I must say, the staff in Fraser’s home were lovely and genuinely saw how frustrated I was. I tried on quite a few dresses and most didn’t cover my backside or boobs! Who wears these items? None of the dresses had sleeves, none were long enough and all were too expensive. If I found anything to fit me in the bust, then the waist was baggy. The waistlines were too high, and the arm holes were too shallow. None had hems you could alter to make any longer…………….oh for heaven’s sake I have turned into my mother!

It can’t be that hard! The last time I made a dress, I was fourteen and it was passable by the time I had finished it! I think it took me an entire school term! As I am not fourteen, not gazing out of the window at some young farmer playing rugby, this might not take so long. Dress making is kind of sewing by numbers as the patterns and instructions are well illustrated and so far, easy to follow.

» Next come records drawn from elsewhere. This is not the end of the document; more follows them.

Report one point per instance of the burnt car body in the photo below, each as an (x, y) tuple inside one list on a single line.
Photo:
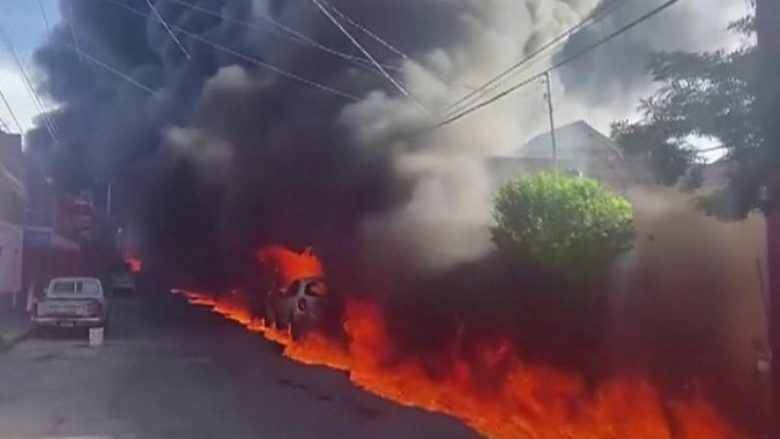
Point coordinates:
[(303, 305)]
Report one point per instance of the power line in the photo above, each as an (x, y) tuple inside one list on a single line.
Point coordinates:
[(368, 55), (45, 17), (11, 112), (556, 66), (50, 125), (168, 29), (512, 71), (376, 37), (245, 57), (72, 22), (286, 32)]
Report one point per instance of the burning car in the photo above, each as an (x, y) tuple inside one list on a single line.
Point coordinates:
[(303, 305)]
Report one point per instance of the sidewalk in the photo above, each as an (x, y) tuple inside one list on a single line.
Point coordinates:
[(14, 327)]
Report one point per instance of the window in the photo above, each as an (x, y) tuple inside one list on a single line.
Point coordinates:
[(86, 287), (316, 288)]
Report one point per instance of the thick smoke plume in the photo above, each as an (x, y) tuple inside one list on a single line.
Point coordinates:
[(226, 154), (616, 74), (222, 155)]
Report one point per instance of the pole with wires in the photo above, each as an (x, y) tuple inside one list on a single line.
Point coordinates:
[(72, 25), (548, 96), (11, 112), (477, 106)]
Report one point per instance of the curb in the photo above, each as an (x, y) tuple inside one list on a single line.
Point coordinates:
[(9, 341)]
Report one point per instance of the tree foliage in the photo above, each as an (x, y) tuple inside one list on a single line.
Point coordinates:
[(572, 224), (709, 95)]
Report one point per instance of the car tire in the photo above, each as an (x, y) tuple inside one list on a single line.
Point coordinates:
[(297, 330), (279, 321), (270, 316)]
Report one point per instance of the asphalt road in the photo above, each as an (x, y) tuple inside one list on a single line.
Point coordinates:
[(169, 370)]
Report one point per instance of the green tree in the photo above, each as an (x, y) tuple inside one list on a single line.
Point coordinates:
[(710, 95), (574, 225)]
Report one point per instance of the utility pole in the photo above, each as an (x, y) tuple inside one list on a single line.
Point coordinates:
[(552, 119), (109, 198), (767, 89)]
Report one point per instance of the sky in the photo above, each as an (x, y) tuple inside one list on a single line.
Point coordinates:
[(23, 22)]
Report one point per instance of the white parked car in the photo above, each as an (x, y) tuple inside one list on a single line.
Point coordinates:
[(71, 302)]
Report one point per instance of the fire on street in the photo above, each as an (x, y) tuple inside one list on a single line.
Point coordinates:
[(170, 371)]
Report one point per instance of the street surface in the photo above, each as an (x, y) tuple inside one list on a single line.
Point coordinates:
[(169, 370)]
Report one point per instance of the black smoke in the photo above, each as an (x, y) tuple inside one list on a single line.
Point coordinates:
[(258, 157)]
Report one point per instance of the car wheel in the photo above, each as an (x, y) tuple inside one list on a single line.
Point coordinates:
[(281, 324), (270, 316), (297, 330)]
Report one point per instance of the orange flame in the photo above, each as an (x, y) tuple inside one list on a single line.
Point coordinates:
[(532, 401)]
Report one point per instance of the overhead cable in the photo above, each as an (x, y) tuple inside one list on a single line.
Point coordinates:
[(377, 38), (515, 69), (556, 66), (168, 29), (49, 124), (368, 55), (11, 112), (286, 32), (245, 57)]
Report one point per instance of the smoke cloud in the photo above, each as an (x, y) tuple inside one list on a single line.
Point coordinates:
[(247, 155), (616, 73)]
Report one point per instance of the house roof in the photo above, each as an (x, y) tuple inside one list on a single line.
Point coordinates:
[(573, 141)]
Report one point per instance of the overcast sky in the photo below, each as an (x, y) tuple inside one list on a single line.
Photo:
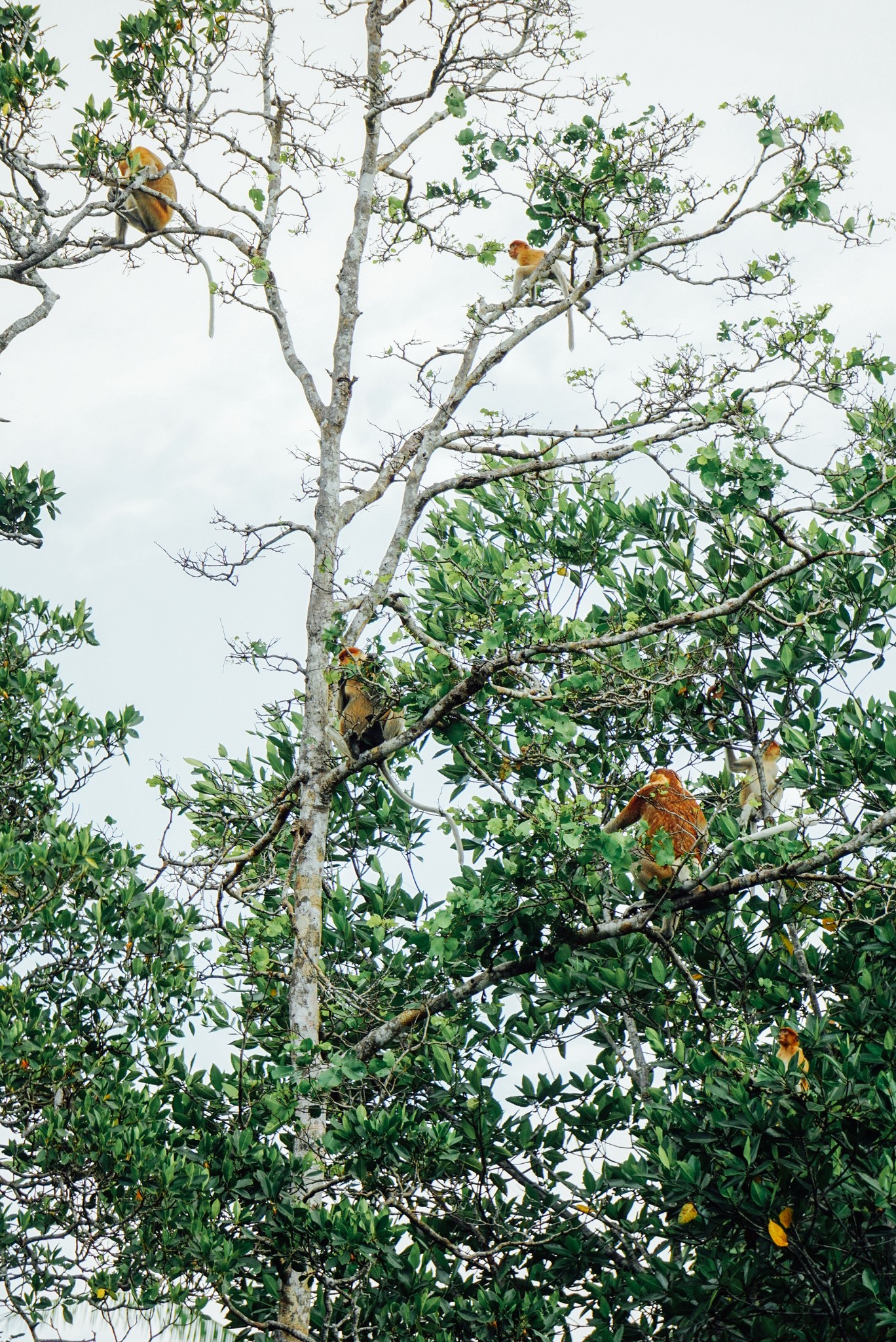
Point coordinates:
[(149, 426)]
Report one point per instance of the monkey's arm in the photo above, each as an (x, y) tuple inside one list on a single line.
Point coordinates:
[(628, 816), (738, 764)]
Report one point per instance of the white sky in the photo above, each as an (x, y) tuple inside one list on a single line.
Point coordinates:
[(149, 426)]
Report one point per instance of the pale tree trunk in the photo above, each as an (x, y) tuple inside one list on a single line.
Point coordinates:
[(298, 1288)]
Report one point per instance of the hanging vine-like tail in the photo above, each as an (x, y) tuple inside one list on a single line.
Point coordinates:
[(422, 805), (396, 790)]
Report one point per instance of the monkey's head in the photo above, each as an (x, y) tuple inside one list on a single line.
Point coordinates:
[(352, 657)]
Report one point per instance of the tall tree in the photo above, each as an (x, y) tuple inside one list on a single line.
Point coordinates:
[(376, 1159)]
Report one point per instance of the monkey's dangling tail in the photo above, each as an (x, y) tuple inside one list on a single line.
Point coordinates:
[(434, 811), (212, 290), (340, 742)]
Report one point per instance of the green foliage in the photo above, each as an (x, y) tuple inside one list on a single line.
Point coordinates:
[(27, 70), (22, 501), (97, 976)]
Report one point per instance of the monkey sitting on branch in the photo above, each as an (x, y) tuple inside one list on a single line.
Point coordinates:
[(144, 207), (668, 813), (750, 795), (368, 719)]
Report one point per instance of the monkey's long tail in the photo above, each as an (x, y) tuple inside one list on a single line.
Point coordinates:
[(561, 280), (212, 290), (420, 805), (401, 795)]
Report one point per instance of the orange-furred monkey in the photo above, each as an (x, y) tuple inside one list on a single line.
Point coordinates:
[(664, 803), (362, 722), (152, 215), (750, 796), (143, 211), (364, 725), (527, 262), (789, 1048)]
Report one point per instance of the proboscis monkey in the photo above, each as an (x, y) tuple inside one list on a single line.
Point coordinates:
[(750, 796), (149, 214), (789, 1048), (527, 262), (364, 725), (667, 805), (138, 208)]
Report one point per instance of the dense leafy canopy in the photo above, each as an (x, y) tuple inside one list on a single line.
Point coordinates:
[(534, 1113)]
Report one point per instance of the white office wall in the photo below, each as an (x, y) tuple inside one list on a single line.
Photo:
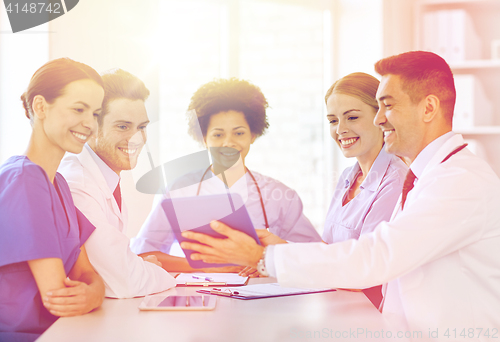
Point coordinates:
[(21, 54), (127, 34)]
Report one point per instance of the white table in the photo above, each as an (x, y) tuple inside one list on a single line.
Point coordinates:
[(328, 315)]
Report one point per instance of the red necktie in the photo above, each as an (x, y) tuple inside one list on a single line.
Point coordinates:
[(407, 186), (118, 196)]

I’m making a very simple dress from black polka dot cotton. If it’s totally rubbish, then I’ll have a lovely dress to wear  in the garden and I’ll go to the awards in my work black trousers and a long sleeved black tee-shirt with a snazzy Yoosta-Bee scarf! I will be making a snazzy Yoosta-Bee scarf to go with this dress! I bought the three and a half yards of cotton fabric for £3.29 a yard in Trago. The pattern was expensive but I’ll use it again! Just like the wartime housewife, if I can’t buy what I need, then I have to be resourceful and make it! 

I’ll also have a modest dress (harvest festival…………..all is safely gathered in!) which will be long enough, will fit me, will have sleeves (although short, I will not have bare shoulders) and it will be long enough. Even the dresses for tall ladies are not the 50″ long that I require to get a dress below my knees. Long legs get me places quickly but they are a job to find a skirt for!

I will keep you all updated of the progress of the blog awards dress. Let the dress making adventure begin!

Until tomorrow,

Love Froogs xxxxxxxxxxxxxxxxx

Scrubbing up for a few quid!

Hello Dear Reader,

Just a quick hello before we head off out to lunch with family. Dress from Foster Mummy, shoes….first heels I’ve bought in years, tights from charity shop but still in pack (I got that hint from Foster Mummy too and now always look out for new tights that have been unopened). Hair coloured by myself, BOGOF from Boots, make up from Aldi! Who says you can’t be glamorous and frugal?